С раннего утра изба пустела, и Геласий оставался один в сумрачном прохладном дворе, срубленном Василистом из остатков бывшей дедовой избы: старик узнавал бревна, провяленные временем до кофейного блеска, слышал слабый смолистый дух старого дерева, и порой ему странно и сладко мерещилось, что ничего в его жизни не переменилось. Кажется, все умерло в нем, кроме давних, еще детских ощущений, да и сам он ссохся в кости, почти истлев на корню, и порой то ли в забытьи, иль в яви, но чудилось Геласию, будто он снова пробился из тьмы, выломился из лона, чтобы повторить житье. Он вдруг видел себя в таких состояниях, которые называются провидением, искусом, чарами: то вспоминал себя в берестяной зыбке, посреди душных окуток, с плоской безвольной головой, и его качает и влечет за собою что-то громоздкое, призывно пахнущее молоком и тем особым духом плоти, которым он был окутан извечно. Он боялся темного могильного покоя и тишины, когда все грузнело в нем и наливалось истомой, и, если его переставали раскачивать он истошно вопил. Мамкину титьку он объедал до пяти лет, и она виделась ему ныне тяжелая, слепленная из белого, хорошо выбродившего теста, с крупными растянутыми сосками: в пазушку грудей было сладко утыкаться вспотевшим носом и постоянно чуять во сне душноватый запах слегка подкисшего молока, отрыгнутого из полого рта...

Пока стояли жаркие дни, и старик упросил, чтобы наружные ворота не закрывали: теперь он боялся темени и той бездны, в которую проваливался, засыпая. Сквозь занавесь старых сетей, знакомо пахнущих рыбой, в проеме широких ворот виделся край светлой пушистой улицы, разделенной на тысячи золотистых ячей. Порой проступало чье-то равнодушное лицо, смутное и усталое, недолго маячило в желтом квадрате и пропадало: словно бы навещал досмотрщик, с нетерпением ждущий его смерти. Иногда Геласий хотел спросить внука, кто это стоит у ворот, и остерегался; да и редко нынче навещал Василист, обычно он спешил, как на пожар, топая по двору сапожищами, и, не глядя, обегал стороною деда. Окликнуть бы – но вдруг не взлюбит. А тот человек появлялся каждым днем, на крыльцо не поднимался, куда-то глядел мимо Геласия, по-щучьи подныривая лицом. Порой сеть колебалась под сквозняком, волочила за собой паутину слепящего света, травяные и рыбьи запахи, и старику думалось покорно, что тот тайный молчаливый досмотрщик торопит его умирать и потому заранее обволакивает сетью повыленное иссякшее тело, чтоб в случае чего не замедлить и отправить на тот светлый берег, куда всем назначено плыть.
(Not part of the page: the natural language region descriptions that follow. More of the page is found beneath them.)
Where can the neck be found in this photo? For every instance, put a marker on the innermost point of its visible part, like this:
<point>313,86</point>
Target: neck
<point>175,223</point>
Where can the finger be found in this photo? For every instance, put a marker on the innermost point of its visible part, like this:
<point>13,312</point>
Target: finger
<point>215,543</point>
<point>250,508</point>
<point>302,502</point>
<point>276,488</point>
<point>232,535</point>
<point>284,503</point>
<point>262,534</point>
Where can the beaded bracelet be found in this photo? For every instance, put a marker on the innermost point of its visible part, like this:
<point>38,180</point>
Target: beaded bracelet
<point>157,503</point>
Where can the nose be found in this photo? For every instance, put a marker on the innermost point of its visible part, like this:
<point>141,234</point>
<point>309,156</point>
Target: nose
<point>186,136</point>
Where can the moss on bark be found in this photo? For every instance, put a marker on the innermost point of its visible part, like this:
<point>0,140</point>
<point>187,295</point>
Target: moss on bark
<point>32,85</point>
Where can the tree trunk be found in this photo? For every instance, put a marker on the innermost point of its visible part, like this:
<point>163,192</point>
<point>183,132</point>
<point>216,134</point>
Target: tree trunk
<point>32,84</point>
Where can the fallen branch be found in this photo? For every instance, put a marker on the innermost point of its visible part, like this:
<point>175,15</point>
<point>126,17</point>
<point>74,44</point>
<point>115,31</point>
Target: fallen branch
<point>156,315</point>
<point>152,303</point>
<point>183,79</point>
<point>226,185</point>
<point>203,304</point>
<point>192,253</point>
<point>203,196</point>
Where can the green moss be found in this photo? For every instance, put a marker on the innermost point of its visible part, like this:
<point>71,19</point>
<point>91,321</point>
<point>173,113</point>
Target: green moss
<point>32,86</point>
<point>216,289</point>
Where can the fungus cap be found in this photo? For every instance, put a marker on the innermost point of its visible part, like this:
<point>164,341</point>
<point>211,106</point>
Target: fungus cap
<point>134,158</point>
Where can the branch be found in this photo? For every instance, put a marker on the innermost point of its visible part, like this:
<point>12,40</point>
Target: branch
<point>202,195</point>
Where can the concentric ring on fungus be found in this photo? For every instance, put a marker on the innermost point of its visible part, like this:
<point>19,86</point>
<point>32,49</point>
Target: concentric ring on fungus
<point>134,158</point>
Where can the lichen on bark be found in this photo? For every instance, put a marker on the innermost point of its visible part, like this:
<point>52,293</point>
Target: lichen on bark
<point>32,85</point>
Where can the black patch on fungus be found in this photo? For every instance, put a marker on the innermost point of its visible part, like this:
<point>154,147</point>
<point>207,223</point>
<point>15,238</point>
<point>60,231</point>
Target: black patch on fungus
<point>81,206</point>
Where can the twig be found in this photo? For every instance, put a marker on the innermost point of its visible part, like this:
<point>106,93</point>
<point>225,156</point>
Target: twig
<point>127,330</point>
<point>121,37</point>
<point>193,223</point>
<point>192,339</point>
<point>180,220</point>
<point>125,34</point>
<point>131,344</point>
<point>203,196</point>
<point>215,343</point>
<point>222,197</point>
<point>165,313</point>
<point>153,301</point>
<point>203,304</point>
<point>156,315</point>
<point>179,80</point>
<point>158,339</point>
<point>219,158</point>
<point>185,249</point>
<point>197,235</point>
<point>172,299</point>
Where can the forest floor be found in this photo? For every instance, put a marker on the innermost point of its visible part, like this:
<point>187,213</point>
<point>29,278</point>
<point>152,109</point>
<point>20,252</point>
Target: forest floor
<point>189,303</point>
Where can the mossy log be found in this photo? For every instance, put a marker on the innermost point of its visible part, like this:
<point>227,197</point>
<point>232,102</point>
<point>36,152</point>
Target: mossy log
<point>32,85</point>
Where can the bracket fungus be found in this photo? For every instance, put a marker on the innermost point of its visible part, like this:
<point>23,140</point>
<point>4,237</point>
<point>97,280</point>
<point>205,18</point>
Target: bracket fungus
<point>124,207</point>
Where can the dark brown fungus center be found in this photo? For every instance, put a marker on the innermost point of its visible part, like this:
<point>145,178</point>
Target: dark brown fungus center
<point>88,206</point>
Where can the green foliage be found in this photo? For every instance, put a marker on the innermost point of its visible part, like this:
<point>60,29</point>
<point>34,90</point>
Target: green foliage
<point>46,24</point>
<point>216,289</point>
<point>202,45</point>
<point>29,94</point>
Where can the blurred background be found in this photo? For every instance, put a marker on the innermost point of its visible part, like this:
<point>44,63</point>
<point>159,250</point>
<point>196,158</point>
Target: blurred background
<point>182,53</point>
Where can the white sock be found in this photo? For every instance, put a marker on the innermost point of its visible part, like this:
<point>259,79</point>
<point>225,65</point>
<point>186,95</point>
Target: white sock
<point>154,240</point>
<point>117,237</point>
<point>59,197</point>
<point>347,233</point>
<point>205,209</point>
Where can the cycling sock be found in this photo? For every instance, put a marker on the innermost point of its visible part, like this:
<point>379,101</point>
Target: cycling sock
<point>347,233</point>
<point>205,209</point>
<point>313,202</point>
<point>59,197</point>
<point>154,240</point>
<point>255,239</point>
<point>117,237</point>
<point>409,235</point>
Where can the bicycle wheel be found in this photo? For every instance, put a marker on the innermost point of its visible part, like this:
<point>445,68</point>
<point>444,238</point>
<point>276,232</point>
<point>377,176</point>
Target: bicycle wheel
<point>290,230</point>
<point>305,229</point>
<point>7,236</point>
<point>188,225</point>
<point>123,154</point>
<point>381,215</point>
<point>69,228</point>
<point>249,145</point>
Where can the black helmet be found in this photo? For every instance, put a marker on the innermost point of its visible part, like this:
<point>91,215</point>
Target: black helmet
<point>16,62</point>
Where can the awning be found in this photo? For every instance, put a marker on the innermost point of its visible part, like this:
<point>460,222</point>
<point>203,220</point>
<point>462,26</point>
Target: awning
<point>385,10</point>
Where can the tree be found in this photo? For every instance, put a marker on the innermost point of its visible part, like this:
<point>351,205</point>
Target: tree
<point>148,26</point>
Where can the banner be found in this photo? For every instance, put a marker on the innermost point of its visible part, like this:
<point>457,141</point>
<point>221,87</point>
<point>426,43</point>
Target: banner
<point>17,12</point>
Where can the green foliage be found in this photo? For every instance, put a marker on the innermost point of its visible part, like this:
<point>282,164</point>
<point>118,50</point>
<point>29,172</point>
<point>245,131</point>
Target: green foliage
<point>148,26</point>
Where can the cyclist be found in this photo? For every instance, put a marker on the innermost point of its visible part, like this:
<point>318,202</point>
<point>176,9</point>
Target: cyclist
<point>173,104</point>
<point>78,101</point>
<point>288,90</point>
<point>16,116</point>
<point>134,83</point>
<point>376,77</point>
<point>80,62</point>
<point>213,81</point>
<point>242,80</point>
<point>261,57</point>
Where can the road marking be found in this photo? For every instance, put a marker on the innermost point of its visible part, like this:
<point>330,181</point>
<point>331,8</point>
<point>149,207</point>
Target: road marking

Может, тот рыбак и кричал чего, и обнадеживал всякими туманными ободрительными словами, ибо рот охранника по-рыбьи разевался порой, но Геласий-то вовсе оглох, да и видел он скудно. Он мог бы при желании, конечно, позвать рукой, и тот привратник заметил бы и приблизился к постели, но не хотелось напрягаться, будоражить уснувшие в теле соки, говорить о чем-то, не достижимом простому человечьему уму, ибо дозорный наверняка не из обычного народу, он кем-то дослан следить из вышних пределов и будет своими реченьями смущать ровный Геласьевый дух. Все вместилось в сознанье старика и, что бы ни случилось сейчас, казалось тайным знаком, посланным извне. Вот лебеди позвали недавно средь сна, откуда взялись они так запоздало, когда вся птица уж давно свалилась к северу; и сны вовсе не случайные, когда постоянно видится потресканная, лопнувшая от жары пустыня, в которой он не бывал, с черной сквозной дырой, откуда свищут ветры; и весна затяжная, переменная, словно бы посланная на испытание Геласия; и вот сейчас придворный у крыльца, навязчиво следящий уж который день...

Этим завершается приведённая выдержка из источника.